Once we get the opportunity to present the gospel, I see another difference, and this one comes from the attitude of the lost. Many do not want to hear it because they have already accepted a Jesus who fits into their opinion and lifestyle. There is also an attitude of cynicism toward those who present the gospel, augmented by the dawning of the internet. In spite of the antagonism and stereotypes, we still have a great commission to reach the world with the gospel. This blog excerpt will help us to think through one of evangelism’s roadblocks.

by Carl Laferton

The Problem with Jesus

When it comes to outreach, we have a problem with Jesus.

Not a problem with who Jesus is, of course. Jesus is the answer to all our deepest questions and longings. He is the compassionate one the broken search for, the forgiving one the flawed need, the strong one the weak can cry to, the challenging one the self-righteous require.

In evangelism, as in all ministry, if we’re not talking about Jesus, we’re missing the point and we’re missing the power.

Post-Christian Christ

We speak into an increasingly post-Christian society. That means that Jesus isn’t foreign; he’s domesticated. He’s a somebody, not a nobody — and you can take your pick about which somebody he is. There’s a whole smorgasbord of cultural “Christs,” and you just select the “Jesus” who best fits your mindset and lifestyle, and run with him. If ever you need to trade him in for a different version, that’s fine.

So you want a good teacher whose advice you can accept or ignore? Welcome, Good Teacher Jesus.

You’re after a freedom fighter with a blank placard onto which you can write your own slogan (violent revolution or lower taxes or more defense spending or no war)? You’ll love Freedom Fighter Jesus.

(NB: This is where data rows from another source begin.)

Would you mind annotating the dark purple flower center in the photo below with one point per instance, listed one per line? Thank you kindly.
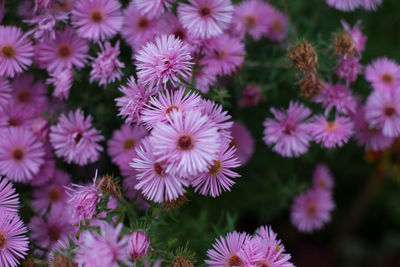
(54, 233)
(96, 16)
(64, 50)
(18, 154)
(234, 260)
(129, 143)
(8, 51)
(3, 240)
(24, 96)
(54, 195)
(185, 142)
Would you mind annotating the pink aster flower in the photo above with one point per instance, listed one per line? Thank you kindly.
(331, 133)
(97, 20)
(16, 51)
(52, 195)
(54, 228)
(153, 181)
(225, 55)
(5, 92)
(74, 138)
(9, 200)
(383, 74)
(205, 18)
(152, 8)
(370, 137)
(242, 141)
(322, 178)
(357, 35)
(13, 239)
(138, 29)
(252, 15)
(225, 250)
(382, 111)
(159, 108)
(277, 25)
(219, 176)
(312, 210)
(83, 200)
(337, 96)
(62, 81)
(138, 245)
(189, 143)
(67, 50)
(106, 68)
(134, 100)
(121, 146)
(108, 241)
(344, 5)
(288, 132)
(21, 154)
(29, 93)
(166, 60)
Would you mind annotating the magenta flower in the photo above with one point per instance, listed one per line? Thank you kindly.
(152, 8)
(74, 138)
(106, 68)
(52, 195)
(62, 81)
(153, 181)
(159, 108)
(166, 60)
(382, 111)
(16, 51)
(383, 74)
(97, 20)
(21, 154)
(225, 250)
(138, 245)
(121, 147)
(205, 18)
(13, 240)
(312, 210)
(138, 29)
(225, 55)
(113, 247)
(337, 96)
(322, 178)
(331, 133)
(288, 132)
(67, 50)
(9, 198)
(134, 100)
(54, 228)
(242, 141)
(219, 176)
(189, 143)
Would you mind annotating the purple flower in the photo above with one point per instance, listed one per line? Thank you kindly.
(97, 20)
(74, 139)
(166, 60)
(13, 240)
(312, 210)
(288, 132)
(152, 179)
(16, 51)
(106, 68)
(138, 245)
(331, 133)
(205, 18)
(218, 177)
(21, 154)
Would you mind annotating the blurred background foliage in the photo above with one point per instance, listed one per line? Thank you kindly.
(365, 229)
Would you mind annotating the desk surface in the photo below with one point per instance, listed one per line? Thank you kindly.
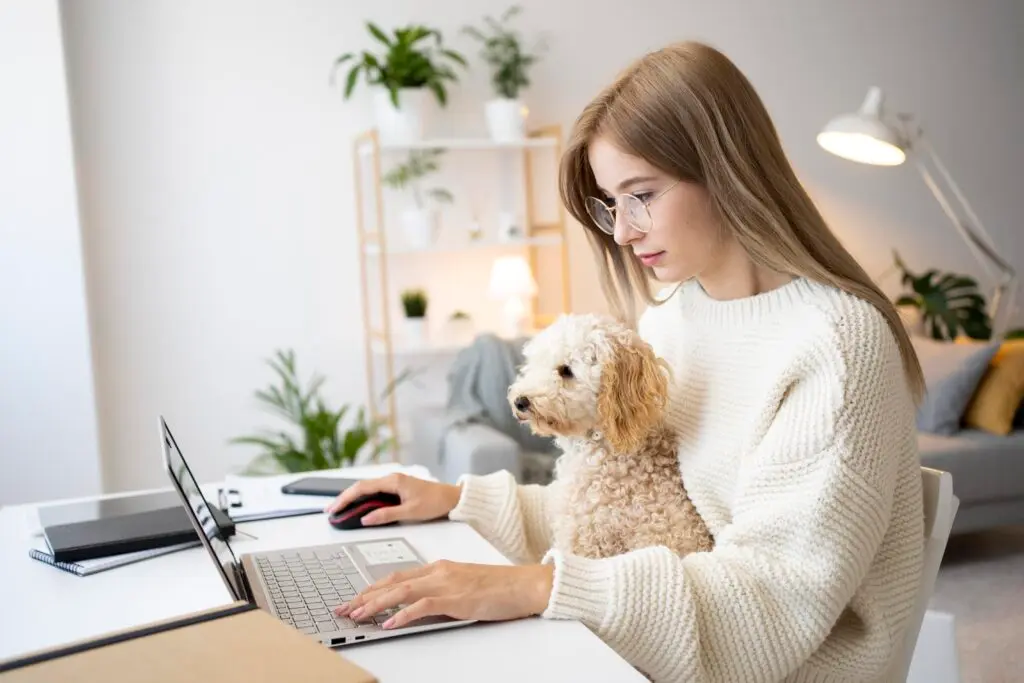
(43, 606)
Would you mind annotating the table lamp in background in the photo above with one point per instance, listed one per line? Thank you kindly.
(867, 136)
(512, 282)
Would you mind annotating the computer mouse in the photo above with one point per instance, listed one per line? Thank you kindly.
(351, 515)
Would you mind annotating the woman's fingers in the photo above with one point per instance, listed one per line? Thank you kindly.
(431, 606)
(379, 588)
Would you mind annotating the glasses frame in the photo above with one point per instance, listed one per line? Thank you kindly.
(612, 211)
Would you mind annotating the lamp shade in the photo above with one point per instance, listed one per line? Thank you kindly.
(863, 136)
(510, 276)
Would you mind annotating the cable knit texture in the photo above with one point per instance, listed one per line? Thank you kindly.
(799, 450)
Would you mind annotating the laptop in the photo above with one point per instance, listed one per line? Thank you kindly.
(301, 586)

You’d like to reject Jesus as out-of-date and bigoted, and get on with living how you like? You need Intolerant Judge Jesus.

The one Jesus our culture doesn’t offer, and can’t stomach, is Original Jesus — the one who can’t be changed, but who calls us to change instead.

And that’s why we have a problem with Jesus in evangelism.

As soon as you say “Jesus,” people hear “Intolerant Judge,” “Children’s Story,” “Distant God,” and so on. And then they hear whatever you say next — your explanation of the wonder of the cross, or the joy of the empty tomb, or the reality of judgment — within that false category they have of Jesus. Therefore, the gospel makes little sense and does not sound attractive, even though it’s the only thing that makes total sense and is infinitely wonderful! In a conversation where two people talk about Jesus, they are, in fact, often talking about two different people.

Making the Connection

What does this mean for our witness? First, we need to accept that the way we witness (though not its content) must change as society does. So we need to take the time to ask questions and listen well to people, so we know what image comes into their head when they hear “Jesus.”

Then, we can connect their pale imitation Jesus with the full, technicolor high-definition glory of the Lord Jesus. Not by showing them how wrong they are, but by connecting with their image in one of two ways:

Jesus is better than you thought. “Yes, Jesus is a good teacher. But look, he’s a good teacher who can calm a storm. So he can’t be just a good teacher — he’s God, teaching. That puts Jesus in a whole new, more exciting, category, right?”

What you think of Jesus is better than you think. “Yes, Jesus is an intolerant judge. He’s very intolerant of evil — aren’t you? And he will judge evildoers — and deep down I think you would like him to. Actually, it’s good news that Jesus is an intolerant judge. But it’s troubling news too . . .”

Meet Jesus, The Original

So when it comes to evangelism, we do have a problem with Jesus. But we also have a wonderful opportunity. In every way, the Jesus of history and of heaven is more genuine, and brings more joy, than the domesticated fake Christs of our culture. It’s our privilege to be able to say to someone, “Let me tell you about my Jesus. He’s more compassionate, more controversial, more compelling than you ever imagined. And he’s real. Wouldn’t you love to know him?”